Lärmstreit um Kölner Volksbühne: Bundesgericht verweist Fall zurück an Münster
Lea KrauseNachbarschaftsstreit mit Kölns Volksbühne geht in die nächste Runde - Lärmstreit um Kölner Volksbühne: Bundesgericht verweist Fall zurück an Münster
Jahrelanger Rechtsstreit um Lärmbelästigung durch das Kölner Volkstheater nimmt neue Wendung
Der seit Langem schwelende Rechtsstreit um nächtliche Lärmbelästigung durch die Kölner Volksbühne hat eine weitere Runde erreicht: Das Bundesverwaltungsgericht in Leipzig hat den Fall zur erneuten Prüfung an das Oberverwaltungsgericht Münster zurückverwiesen. Im Mittelpunkt steht die Frage, ob eine erteilte Wohnraumerlaubnis trotz Klagen über nächtliche Störungen durch die Spielstätte Bestand haben sollte.
Ausgelöst wurde der Konflikt, als ein Anwohner 2015 in eine umgebaute Wohnung neben der Volksbühne am Rudolfplatz zog. Das ehemalige Druckereigebäude war zu Wohnzwecken umgenutzt worden, doch der Lärm aus dem Theater – darunter Applaus und Aufführungen – führte zu Beschwerden.
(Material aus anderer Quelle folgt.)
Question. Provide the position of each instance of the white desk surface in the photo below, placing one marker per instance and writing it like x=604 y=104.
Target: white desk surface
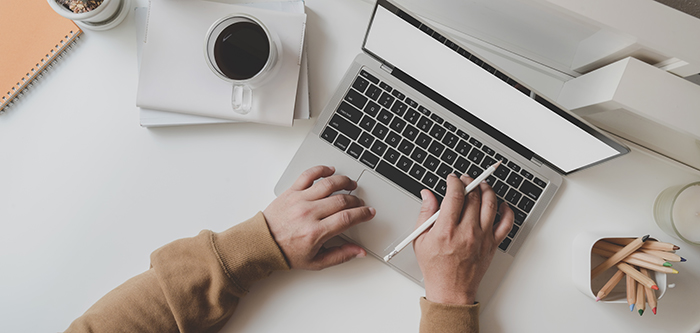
x=86 y=195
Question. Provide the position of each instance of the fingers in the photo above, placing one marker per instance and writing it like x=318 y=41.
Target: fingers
x=505 y=224
x=344 y=219
x=489 y=205
x=308 y=177
x=337 y=255
x=428 y=208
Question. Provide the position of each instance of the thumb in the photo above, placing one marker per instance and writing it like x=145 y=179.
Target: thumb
x=429 y=207
x=337 y=255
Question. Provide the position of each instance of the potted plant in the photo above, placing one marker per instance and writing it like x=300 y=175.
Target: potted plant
x=93 y=14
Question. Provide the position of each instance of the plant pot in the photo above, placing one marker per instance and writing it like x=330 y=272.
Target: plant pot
x=106 y=16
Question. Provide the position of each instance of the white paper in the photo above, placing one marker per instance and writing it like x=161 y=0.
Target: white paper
x=482 y=94
x=175 y=77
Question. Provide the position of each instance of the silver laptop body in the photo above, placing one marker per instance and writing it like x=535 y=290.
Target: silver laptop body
x=377 y=99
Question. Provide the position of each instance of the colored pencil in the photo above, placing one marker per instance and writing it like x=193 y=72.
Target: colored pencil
x=603 y=245
x=640 y=299
x=631 y=291
x=627 y=250
x=610 y=285
x=639 y=277
x=651 y=245
x=633 y=261
x=651 y=295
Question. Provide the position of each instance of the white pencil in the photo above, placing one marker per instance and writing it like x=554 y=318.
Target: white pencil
x=433 y=218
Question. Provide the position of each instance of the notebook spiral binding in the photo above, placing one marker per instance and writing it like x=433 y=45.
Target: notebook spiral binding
x=20 y=89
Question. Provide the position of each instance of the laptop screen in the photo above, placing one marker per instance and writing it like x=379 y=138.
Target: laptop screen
x=485 y=97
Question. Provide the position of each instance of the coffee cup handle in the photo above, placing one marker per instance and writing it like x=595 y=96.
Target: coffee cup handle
x=242 y=98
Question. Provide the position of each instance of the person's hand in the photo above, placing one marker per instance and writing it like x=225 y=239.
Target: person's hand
x=456 y=251
x=307 y=215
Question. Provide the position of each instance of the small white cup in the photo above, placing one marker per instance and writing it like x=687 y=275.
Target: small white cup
x=241 y=50
x=107 y=16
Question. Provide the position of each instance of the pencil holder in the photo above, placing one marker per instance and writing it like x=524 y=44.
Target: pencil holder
x=584 y=260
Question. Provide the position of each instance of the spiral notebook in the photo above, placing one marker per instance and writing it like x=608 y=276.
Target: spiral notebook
x=32 y=37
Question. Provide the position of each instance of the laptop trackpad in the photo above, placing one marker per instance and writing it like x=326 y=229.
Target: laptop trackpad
x=396 y=217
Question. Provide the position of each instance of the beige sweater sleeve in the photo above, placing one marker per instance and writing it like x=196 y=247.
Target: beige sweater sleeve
x=193 y=285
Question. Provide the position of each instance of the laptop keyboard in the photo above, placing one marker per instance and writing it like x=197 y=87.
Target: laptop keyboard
x=416 y=149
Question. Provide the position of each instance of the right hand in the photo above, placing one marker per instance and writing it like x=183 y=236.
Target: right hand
x=308 y=214
x=456 y=251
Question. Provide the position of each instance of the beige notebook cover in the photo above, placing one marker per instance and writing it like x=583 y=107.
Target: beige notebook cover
x=32 y=35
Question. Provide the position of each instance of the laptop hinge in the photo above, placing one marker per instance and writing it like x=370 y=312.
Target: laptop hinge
x=536 y=161
x=387 y=68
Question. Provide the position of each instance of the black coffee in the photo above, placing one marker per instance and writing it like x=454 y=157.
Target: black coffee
x=241 y=50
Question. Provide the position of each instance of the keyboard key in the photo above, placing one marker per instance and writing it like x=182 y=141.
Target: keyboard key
x=437 y=132
x=399 y=178
x=372 y=109
x=385 y=117
x=367 y=123
x=348 y=111
x=404 y=163
x=504 y=245
x=386 y=100
x=399 y=108
x=360 y=84
x=423 y=140
x=444 y=170
x=437 y=118
x=385 y=86
x=475 y=142
x=398 y=95
x=500 y=188
x=392 y=156
x=461 y=165
x=342 y=142
x=474 y=171
x=430 y=180
x=541 y=183
x=373 y=92
x=424 y=124
x=530 y=190
x=463 y=148
x=379 y=147
x=369 y=77
x=369 y=159
x=412 y=116
x=514 y=180
x=450 y=140
x=431 y=162
x=345 y=127
x=436 y=148
x=393 y=139
x=513 y=196
x=448 y=157
x=475 y=156
x=397 y=124
x=417 y=171
x=357 y=100
x=366 y=139
x=418 y=155
x=329 y=134
x=526 y=204
x=410 y=132
x=406 y=147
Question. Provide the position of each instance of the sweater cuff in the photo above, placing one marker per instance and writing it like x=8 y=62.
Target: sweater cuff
x=248 y=252
x=438 y=317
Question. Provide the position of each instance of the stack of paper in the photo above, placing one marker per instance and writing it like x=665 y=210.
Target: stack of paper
x=176 y=86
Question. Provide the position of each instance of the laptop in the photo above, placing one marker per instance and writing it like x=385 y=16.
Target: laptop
x=413 y=107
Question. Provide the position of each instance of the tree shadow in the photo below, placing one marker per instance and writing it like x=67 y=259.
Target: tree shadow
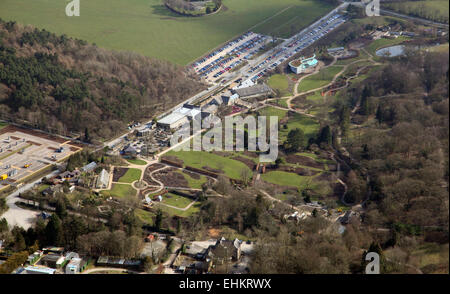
x=164 y=13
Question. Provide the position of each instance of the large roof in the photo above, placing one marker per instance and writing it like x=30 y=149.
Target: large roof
x=255 y=90
x=172 y=118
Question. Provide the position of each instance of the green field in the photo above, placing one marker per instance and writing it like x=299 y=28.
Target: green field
x=149 y=28
x=320 y=79
x=145 y=216
x=279 y=83
x=436 y=10
x=287 y=179
x=199 y=159
x=172 y=211
x=381 y=43
x=194 y=183
x=308 y=125
x=176 y=200
x=132 y=174
x=120 y=191
x=137 y=161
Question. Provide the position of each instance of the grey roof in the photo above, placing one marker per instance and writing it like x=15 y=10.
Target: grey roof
x=254 y=90
x=103 y=178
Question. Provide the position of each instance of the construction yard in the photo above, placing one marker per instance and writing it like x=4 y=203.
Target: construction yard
x=24 y=153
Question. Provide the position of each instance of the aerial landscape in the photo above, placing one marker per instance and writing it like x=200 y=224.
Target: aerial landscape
x=224 y=137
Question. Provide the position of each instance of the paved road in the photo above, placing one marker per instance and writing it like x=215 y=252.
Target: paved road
x=16 y=215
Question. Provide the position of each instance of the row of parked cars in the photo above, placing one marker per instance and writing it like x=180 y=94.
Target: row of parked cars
x=300 y=43
x=236 y=53
x=228 y=45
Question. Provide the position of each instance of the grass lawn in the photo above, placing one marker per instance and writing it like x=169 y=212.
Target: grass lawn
x=145 y=216
x=287 y=179
x=137 y=161
x=320 y=79
x=279 y=83
x=172 y=211
x=199 y=159
x=176 y=200
x=436 y=10
x=316 y=97
x=440 y=48
x=121 y=191
x=272 y=111
x=42 y=187
x=362 y=55
x=149 y=28
x=308 y=125
x=132 y=174
x=381 y=43
x=194 y=183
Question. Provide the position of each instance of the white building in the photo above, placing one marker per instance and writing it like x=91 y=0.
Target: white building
x=173 y=120
x=74 y=266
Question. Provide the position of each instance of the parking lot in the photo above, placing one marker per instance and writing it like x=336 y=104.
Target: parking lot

Der Betroffene argumentierte, die Störungen verstießen gegen baurechtliche Vorschriften, die Rücksichtnahme auf Nachbarn vorschreiben.
Im Juni 2024 gab das Oberverwaltungsgericht Nordrhein-Westfalen in Münster dem Freien Volksbühne e. V. recht. Es urteilte, der Spielbetrieb des Theaters sei durch bestehende Rechte geschützt, und hob die 2018 erteilte Wohnraumerlaubnis auf. Das Gericht kam zu dem Schluss, dass die Lärmpegel die zulässigen Grenzen überschritten und die Wohnbedingungen unzumutbar machten.
Das Bundesverwaltungsgericht in Leipzig prüfte den Fall jedoch erneut und entschied am 17. März 2026, dass nicht alle relevanten Tatsachen ausreichend geklärt seien. Es verwies die Sache zurück nach Münster und forderte eine detailliertere Bewertung, bevor eine endgültige Entscheidung fallen kann.
Der Fall landet nun erneut vor dem Münsteraner Gericht. Die Entscheidung wird zeigen, ob die Wohnraumerlaubnis endgültig entzogen bleibt oder ob zusätzliche Maßnahmen ergriffen werden müssen, um die Lärmprobleme zu lösen. Das Urteil könnte zudem Präzedenzcharakter für ähnliche Konflikte zwischen Kultureinrichtungen und Anwohnern haben.